The flow structure in turbulent free-surface flows are manipulated by both the bed and the water surface. The complexity of fluid flow phenomena occurring in this type of flow increases when roughness elements are attached to the bed. The roughness topography plays a crucial role in modification of flow statistics and structure. For instance, the height of roughness elements, the streamwise and spanwise heterogeneity in their shape and the relative flow submergence all contribute to the formation of various flow structures that modify the momentum and energy transport in the bulk flow and water surface deformations.



In this work large-eddy simulations of free surface turbulent channel flow over a rough bed are performed. The roughness topography consists of hexagonally-packed hemispheres. Two flow depth is considered at similar Froude number but different Reynolds numbers.

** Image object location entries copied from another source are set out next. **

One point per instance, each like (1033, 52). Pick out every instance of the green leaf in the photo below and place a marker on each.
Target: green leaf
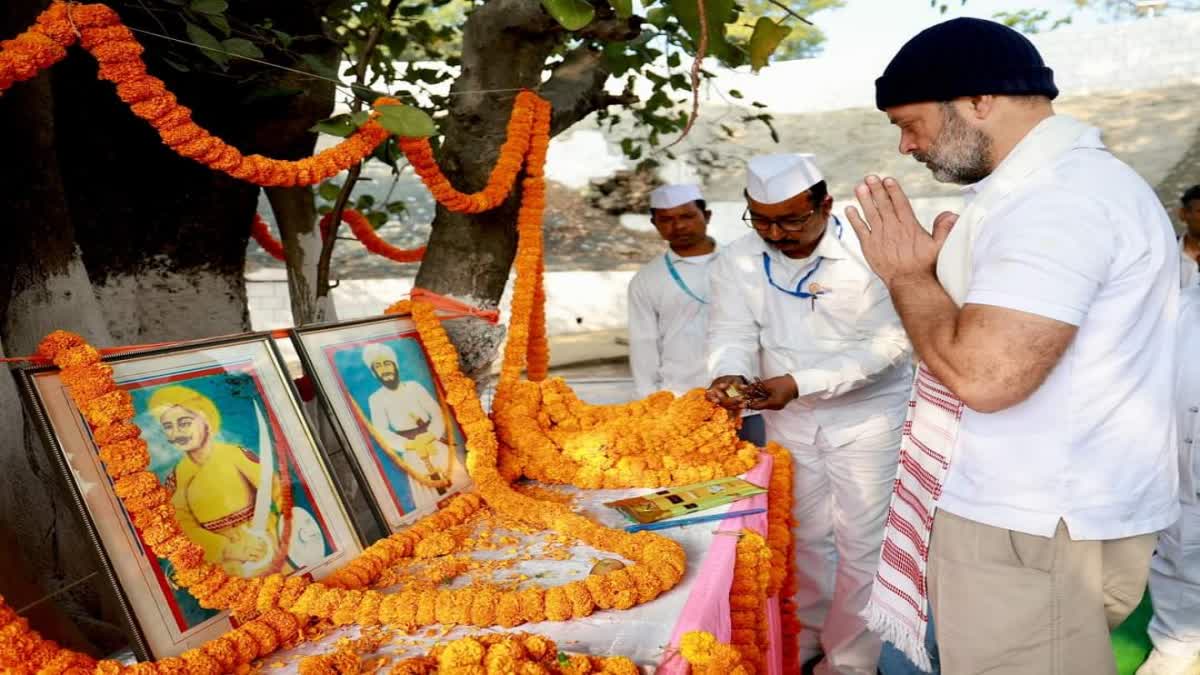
(365, 93)
(210, 6)
(571, 15)
(658, 17)
(765, 40)
(318, 66)
(329, 191)
(389, 154)
(407, 121)
(337, 125)
(268, 93)
(243, 47)
(219, 22)
(624, 9)
(285, 39)
(177, 65)
(718, 13)
(210, 46)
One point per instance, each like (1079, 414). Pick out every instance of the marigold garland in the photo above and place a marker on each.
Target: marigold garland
(780, 523)
(515, 150)
(99, 29)
(262, 233)
(748, 601)
(659, 562)
(509, 653)
(707, 656)
(371, 240)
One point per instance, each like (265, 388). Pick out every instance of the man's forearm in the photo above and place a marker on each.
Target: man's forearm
(930, 318)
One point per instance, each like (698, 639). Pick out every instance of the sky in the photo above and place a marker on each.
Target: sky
(885, 25)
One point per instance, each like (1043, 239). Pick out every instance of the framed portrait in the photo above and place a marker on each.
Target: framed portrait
(377, 386)
(249, 479)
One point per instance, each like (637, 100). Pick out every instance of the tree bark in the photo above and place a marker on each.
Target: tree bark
(46, 286)
(505, 47)
(113, 236)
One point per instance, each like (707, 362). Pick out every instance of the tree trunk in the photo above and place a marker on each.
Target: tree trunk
(113, 236)
(46, 287)
(295, 211)
(505, 47)
(469, 256)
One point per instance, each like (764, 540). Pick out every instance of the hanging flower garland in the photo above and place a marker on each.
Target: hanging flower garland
(509, 653)
(707, 656)
(514, 153)
(779, 537)
(359, 225)
(366, 233)
(748, 601)
(262, 233)
(555, 437)
(99, 29)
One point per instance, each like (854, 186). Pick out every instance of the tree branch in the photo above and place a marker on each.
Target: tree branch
(612, 29)
(576, 89)
(352, 178)
(514, 15)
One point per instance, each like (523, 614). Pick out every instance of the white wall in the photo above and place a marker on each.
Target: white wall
(576, 302)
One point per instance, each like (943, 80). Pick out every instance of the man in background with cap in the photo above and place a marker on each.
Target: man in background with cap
(1037, 464)
(669, 297)
(796, 302)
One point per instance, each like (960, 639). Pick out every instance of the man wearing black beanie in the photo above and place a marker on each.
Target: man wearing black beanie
(1039, 458)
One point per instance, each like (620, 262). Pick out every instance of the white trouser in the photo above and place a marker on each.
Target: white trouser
(1175, 586)
(841, 503)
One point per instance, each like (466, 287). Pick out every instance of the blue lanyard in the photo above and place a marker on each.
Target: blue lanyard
(679, 282)
(799, 292)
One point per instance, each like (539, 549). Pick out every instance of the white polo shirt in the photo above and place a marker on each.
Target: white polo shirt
(667, 318)
(1084, 242)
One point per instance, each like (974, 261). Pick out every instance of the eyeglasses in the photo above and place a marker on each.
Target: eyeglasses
(762, 223)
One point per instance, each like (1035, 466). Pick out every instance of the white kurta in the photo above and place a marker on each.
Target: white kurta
(666, 324)
(403, 410)
(847, 351)
(1175, 569)
(851, 362)
(1189, 270)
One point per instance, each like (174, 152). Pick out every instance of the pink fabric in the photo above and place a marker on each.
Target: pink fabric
(708, 605)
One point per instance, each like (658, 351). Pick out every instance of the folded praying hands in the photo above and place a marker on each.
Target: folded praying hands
(895, 245)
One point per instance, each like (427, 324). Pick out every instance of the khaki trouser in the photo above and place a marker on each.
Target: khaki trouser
(1012, 603)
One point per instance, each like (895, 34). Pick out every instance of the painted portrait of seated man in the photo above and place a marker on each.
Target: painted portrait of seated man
(215, 487)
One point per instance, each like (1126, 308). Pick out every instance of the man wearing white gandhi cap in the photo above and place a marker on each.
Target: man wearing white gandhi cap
(796, 303)
(408, 422)
(669, 297)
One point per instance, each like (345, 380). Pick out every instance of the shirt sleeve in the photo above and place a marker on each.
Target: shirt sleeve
(645, 357)
(883, 345)
(1047, 256)
(732, 328)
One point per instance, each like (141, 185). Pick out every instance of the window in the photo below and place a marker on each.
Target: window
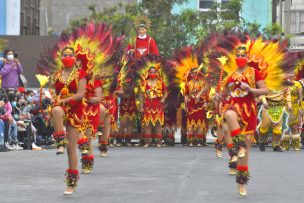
(206, 4)
(224, 2)
(29, 22)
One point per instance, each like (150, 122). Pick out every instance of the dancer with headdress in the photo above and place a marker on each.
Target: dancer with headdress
(251, 65)
(72, 59)
(127, 108)
(144, 44)
(293, 135)
(192, 67)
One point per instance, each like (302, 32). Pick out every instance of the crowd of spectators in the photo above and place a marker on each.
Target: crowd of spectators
(23, 112)
(21, 109)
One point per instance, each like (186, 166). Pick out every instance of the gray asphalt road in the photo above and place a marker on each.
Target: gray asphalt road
(178, 174)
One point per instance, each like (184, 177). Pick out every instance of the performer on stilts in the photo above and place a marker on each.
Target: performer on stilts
(143, 45)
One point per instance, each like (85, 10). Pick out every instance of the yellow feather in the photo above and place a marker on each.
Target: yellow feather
(43, 79)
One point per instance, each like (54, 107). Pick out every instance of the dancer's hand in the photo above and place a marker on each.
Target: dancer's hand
(218, 97)
(289, 107)
(266, 105)
(245, 86)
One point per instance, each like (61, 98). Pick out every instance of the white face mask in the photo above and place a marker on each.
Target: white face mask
(10, 57)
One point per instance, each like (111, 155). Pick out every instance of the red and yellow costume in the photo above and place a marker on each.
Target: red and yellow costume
(196, 108)
(153, 91)
(128, 107)
(192, 66)
(262, 60)
(110, 103)
(74, 109)
(144, 45)
(92, 45)
(153, 107)
(92, 111)
(241, 101)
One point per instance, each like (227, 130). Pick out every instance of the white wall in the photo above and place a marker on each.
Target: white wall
(13, 17)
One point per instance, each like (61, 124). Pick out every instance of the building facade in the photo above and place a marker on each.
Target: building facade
(259, 11)
(56, 14)
(10, 17)
(292, 16)
(37, 17)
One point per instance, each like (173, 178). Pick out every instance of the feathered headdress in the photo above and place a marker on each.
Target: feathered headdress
(96, 48)
(299, 66)
(269, 57)
(201, 58)
(142, 21)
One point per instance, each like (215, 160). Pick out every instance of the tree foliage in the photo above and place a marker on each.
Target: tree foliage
(173, 31)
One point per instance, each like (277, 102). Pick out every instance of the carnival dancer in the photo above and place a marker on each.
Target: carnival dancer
(294, 116)
(144, 44)
(153, 78)
(69, 84)
(249, 68)
(109, 114)
(191, 69)
(172, 105)
(128, 109)
(274, 106)
(141, 46)
(92, 120)
(196, 101)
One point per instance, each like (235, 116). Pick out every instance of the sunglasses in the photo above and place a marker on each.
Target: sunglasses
(66, 55)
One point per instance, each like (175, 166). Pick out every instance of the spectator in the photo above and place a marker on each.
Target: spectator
(12, 132)
(11, 71)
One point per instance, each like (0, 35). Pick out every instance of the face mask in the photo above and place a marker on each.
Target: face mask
(10, 57)
(68, 62)
(29, 99)
(152, 75)
(14, 104)
(241, 62)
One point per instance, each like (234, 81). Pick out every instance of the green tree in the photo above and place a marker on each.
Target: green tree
(273, 30)
(170, 31)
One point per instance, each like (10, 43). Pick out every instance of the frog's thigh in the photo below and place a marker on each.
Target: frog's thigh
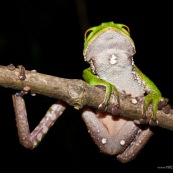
(111, 134)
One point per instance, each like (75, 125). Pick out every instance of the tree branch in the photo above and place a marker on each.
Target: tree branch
(76, 93)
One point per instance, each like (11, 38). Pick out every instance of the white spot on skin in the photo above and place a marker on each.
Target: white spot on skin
(44, 129)
(122, 142)
(104, 140)
(134, 101)
(51, 115)
(113, 59)
(39, 136)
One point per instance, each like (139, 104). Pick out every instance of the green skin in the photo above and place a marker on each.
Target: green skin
(154, 96)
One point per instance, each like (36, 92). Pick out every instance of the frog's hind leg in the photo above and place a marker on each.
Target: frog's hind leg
(31, 140)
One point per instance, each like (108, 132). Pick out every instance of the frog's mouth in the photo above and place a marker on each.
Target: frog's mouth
(109, 43)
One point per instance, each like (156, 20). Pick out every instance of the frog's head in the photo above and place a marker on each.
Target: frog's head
(108, 39)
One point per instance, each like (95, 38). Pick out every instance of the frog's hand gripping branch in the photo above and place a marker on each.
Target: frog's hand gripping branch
(31, 140)
(153, 97)
(92, 79)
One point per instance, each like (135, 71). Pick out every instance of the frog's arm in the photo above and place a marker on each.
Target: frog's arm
(92, 79)
(153, 96)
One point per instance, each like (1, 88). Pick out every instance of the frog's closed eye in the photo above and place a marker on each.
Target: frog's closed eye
(87, 33)
(126, 28)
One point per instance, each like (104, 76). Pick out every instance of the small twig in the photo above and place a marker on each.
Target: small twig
(77, 93)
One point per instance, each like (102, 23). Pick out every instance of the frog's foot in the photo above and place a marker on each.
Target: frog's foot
(154, 100)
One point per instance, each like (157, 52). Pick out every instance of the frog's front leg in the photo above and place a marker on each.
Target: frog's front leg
(114, 135)
(31, 140)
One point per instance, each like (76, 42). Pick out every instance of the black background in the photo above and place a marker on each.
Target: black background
(47, 36)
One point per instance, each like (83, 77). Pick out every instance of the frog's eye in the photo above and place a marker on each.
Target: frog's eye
(126, 28)
(87, 33)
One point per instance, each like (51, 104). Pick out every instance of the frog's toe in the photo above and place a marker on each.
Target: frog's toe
(102, 107)
(144, 120)
(115, 110)
(153, 122)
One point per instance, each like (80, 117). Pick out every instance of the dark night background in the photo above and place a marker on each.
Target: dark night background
(47, 36)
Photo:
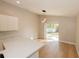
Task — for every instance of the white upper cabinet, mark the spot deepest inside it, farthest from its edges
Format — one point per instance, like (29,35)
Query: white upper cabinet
(8,23)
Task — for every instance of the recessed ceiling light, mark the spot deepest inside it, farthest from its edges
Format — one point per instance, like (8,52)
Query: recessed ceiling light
(18,2)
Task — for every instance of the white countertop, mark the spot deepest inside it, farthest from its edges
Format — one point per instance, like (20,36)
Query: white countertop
(20,48)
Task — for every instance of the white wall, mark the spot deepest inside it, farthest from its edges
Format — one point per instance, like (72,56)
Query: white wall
(66,28)
(28,22)
(77,34)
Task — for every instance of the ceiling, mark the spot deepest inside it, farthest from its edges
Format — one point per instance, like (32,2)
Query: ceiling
(53,7)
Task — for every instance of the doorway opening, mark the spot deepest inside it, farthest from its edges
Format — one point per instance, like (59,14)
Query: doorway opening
(52,32)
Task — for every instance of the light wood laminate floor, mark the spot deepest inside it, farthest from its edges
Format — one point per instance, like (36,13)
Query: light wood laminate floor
(55,49)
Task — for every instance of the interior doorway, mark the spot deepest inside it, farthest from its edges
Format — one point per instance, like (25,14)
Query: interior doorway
(52,32)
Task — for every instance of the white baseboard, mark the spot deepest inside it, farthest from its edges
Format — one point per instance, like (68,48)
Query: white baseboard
(68,42)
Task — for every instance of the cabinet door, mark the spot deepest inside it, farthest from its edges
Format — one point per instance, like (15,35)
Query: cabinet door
(8,23)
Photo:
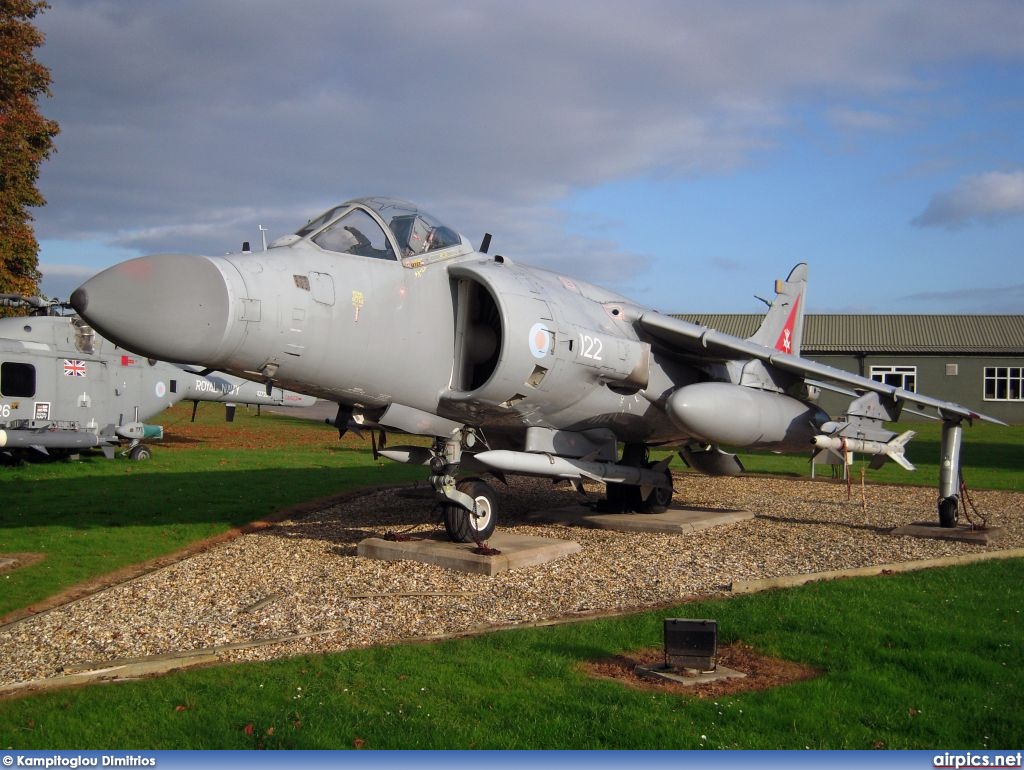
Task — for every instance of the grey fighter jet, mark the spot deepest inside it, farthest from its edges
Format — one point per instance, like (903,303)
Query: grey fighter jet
(510,369)
(65,388)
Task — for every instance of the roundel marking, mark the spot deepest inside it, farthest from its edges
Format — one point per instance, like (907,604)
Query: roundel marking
(540,340)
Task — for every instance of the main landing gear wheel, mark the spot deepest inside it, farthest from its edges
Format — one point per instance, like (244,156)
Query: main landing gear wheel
(659,498)
(463,526)
(948,512)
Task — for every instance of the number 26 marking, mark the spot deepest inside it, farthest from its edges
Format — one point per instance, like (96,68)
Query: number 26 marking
(591,347)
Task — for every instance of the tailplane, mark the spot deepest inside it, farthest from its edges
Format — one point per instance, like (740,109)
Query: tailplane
(782,327)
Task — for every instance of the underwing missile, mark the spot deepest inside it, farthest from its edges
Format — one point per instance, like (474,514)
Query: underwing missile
(894,448)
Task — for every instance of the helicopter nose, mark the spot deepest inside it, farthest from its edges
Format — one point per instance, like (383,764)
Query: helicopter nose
(175,307)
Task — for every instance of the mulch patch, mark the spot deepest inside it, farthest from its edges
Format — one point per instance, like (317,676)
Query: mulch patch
(762,672)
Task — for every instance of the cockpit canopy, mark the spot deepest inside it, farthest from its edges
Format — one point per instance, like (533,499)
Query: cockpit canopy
(383,227)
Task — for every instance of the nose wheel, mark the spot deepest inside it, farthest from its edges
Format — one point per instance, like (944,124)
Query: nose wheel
(476,525)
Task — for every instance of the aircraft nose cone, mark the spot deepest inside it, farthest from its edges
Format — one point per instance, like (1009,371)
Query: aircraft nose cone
(174,307)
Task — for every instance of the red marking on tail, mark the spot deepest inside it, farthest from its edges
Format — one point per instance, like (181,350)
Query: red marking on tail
(784,341)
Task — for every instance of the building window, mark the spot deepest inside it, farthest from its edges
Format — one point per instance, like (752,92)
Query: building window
(901,377)
(1005,383)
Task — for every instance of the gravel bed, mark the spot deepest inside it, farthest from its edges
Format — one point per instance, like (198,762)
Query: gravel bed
(300,576)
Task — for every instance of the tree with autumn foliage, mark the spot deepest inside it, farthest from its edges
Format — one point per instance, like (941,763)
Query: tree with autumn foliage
(26,140)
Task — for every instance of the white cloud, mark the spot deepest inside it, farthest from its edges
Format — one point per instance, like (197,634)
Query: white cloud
(988,198)
(184,125)
(863,120)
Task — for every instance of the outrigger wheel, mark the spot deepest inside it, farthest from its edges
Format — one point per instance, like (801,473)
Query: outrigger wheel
(948,512)
(140,452)
(475,526)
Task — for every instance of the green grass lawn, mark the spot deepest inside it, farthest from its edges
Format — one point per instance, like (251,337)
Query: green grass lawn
(94,515)
(914,660)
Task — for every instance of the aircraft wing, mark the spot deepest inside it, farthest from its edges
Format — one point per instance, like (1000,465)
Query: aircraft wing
(684,337)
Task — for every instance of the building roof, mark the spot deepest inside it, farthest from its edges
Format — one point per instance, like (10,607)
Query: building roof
(888,334)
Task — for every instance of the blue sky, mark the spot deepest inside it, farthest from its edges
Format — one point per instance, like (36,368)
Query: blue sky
(685,154)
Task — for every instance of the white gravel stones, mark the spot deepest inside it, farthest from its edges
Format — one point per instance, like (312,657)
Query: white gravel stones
(302,579)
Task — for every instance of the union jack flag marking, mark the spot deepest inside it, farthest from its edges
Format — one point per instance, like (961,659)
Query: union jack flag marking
(74,368)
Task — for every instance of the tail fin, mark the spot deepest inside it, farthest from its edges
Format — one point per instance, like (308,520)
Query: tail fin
(782,327)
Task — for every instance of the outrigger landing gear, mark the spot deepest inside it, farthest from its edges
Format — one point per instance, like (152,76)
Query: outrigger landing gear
(949,476)
(469,506)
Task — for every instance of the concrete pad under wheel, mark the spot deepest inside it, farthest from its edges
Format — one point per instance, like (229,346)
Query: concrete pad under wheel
(660,671)
(677,520)
(516,551)
(962,533)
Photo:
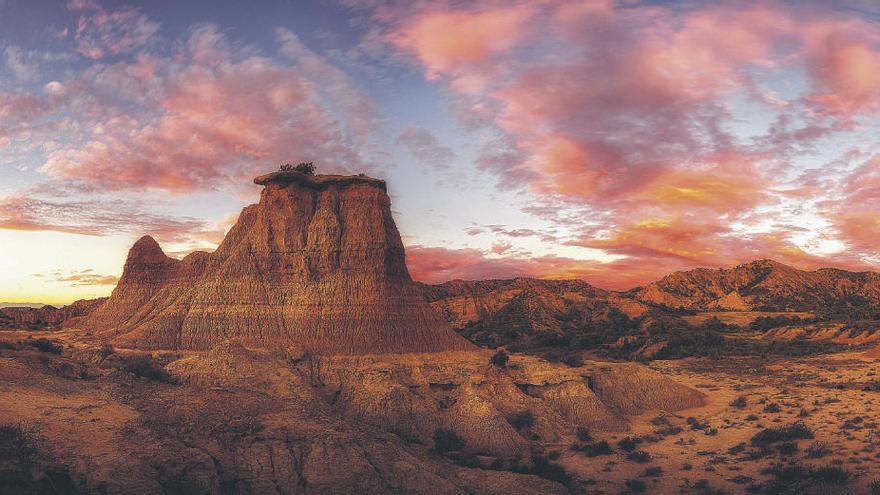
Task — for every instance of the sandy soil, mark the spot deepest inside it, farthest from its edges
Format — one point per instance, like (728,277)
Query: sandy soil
(100,423)
(836,396)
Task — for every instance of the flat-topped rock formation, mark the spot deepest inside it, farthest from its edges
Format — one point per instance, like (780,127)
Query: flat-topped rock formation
(317,263)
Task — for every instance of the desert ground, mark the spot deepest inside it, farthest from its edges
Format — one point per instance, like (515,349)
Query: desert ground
(77,412)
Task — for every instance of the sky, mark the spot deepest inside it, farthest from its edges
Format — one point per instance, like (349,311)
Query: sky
(612,141)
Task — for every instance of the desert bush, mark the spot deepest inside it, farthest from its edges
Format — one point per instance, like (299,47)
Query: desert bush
(639,456)
(764,323)
(636,486)
(45,345)
(548,470)
(500,359)
(794,431)
(594,449)
(447,441)
(832,474)
(573,360)
(787,448)
(24,469)
(583,434)
(653,472)
(143,365)
(522,419)
(307,168)
(818,449)
(627,444)
(105,350)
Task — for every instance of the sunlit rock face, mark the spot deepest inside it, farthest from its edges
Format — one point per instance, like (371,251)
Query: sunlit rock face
(318,262)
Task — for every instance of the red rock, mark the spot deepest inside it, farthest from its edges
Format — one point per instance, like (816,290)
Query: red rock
(318,262)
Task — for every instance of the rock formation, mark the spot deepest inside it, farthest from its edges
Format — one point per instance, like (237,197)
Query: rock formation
(30,318)
(528,313)
(765,285)
(318,263)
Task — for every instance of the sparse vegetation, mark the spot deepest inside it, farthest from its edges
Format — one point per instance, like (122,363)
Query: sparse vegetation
(306,168)
(818,449)
(795,431)
(636,486)
(446,440)
(583,434)
(639,456)
(143,365)
(500,358)
(594,449)
(45,345)
(522,420)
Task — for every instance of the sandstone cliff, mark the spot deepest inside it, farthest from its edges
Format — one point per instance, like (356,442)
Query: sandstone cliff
(318,262)
(529,314)
(765,285)
(30,318)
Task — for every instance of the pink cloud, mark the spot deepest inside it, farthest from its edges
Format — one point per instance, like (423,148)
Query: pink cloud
(624,113)
(221,115)
(100,33)
(93,217)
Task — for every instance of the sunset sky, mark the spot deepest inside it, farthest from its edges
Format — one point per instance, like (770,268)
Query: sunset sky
(614,141)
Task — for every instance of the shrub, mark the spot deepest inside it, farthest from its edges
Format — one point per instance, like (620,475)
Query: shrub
(583,434)
(500,359)
(573,360)
(594,449)
(832,474)
(627,444)
(307,168)
(144,366)
(636,486)
(548,470)
(522,419)
(818,449)
(45,345)
(639,456)
(105,350)
(447,441)
(787,448)
(653,472)
(795,431)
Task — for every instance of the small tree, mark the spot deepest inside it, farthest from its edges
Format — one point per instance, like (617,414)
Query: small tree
(305,168)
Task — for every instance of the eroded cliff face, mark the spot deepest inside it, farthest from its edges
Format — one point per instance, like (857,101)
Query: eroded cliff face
(46,316)
(764,285)
(318,262)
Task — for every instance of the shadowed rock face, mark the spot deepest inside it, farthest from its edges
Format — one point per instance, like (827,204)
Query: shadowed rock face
(764,285)
(318,262)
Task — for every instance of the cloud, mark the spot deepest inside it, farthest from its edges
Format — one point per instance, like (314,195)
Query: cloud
(424,147)
(669,137)
(81,278)
(100,33)
(93,217)
(215,114)
(19,63)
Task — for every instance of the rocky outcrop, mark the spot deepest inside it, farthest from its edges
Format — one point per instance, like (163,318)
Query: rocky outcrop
(318,262)
(765,285)
(46,317)
(527,313)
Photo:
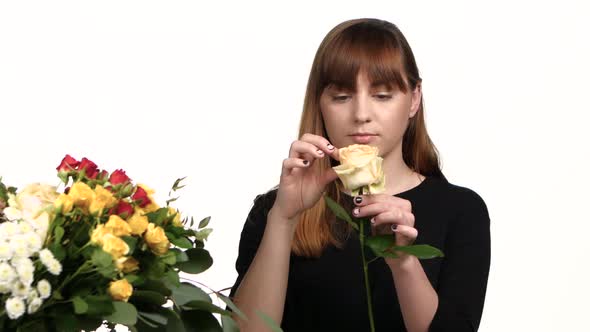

First and second order flow statistics are investigated near the bed and in the bulk of the flow to evaluate the effects of bed roughness, flow depth and water surface on these flow variables. The effects of bed roughness on the averaged parameters are also represented using the double averaging method in which the Navier-Stokes equations are averaged first temporally and then spatially. Secondary flow is another flow feature in free-surface flows appearing as streamwise-aligned rolls in time-averaged velocity field if the bed roughness topography is heterogeneous in the spanwise direction. This flow is investigated here as well for both flow cases.



The present results show that the effects of Re is more significant than flow depth near the roughness crest. The effects of water surface are similar for both flow depths considered here. The behaviour of the mean streamwise velocity and velocity variances are similar in this work and the differences in their values are attributed to the difference in Re.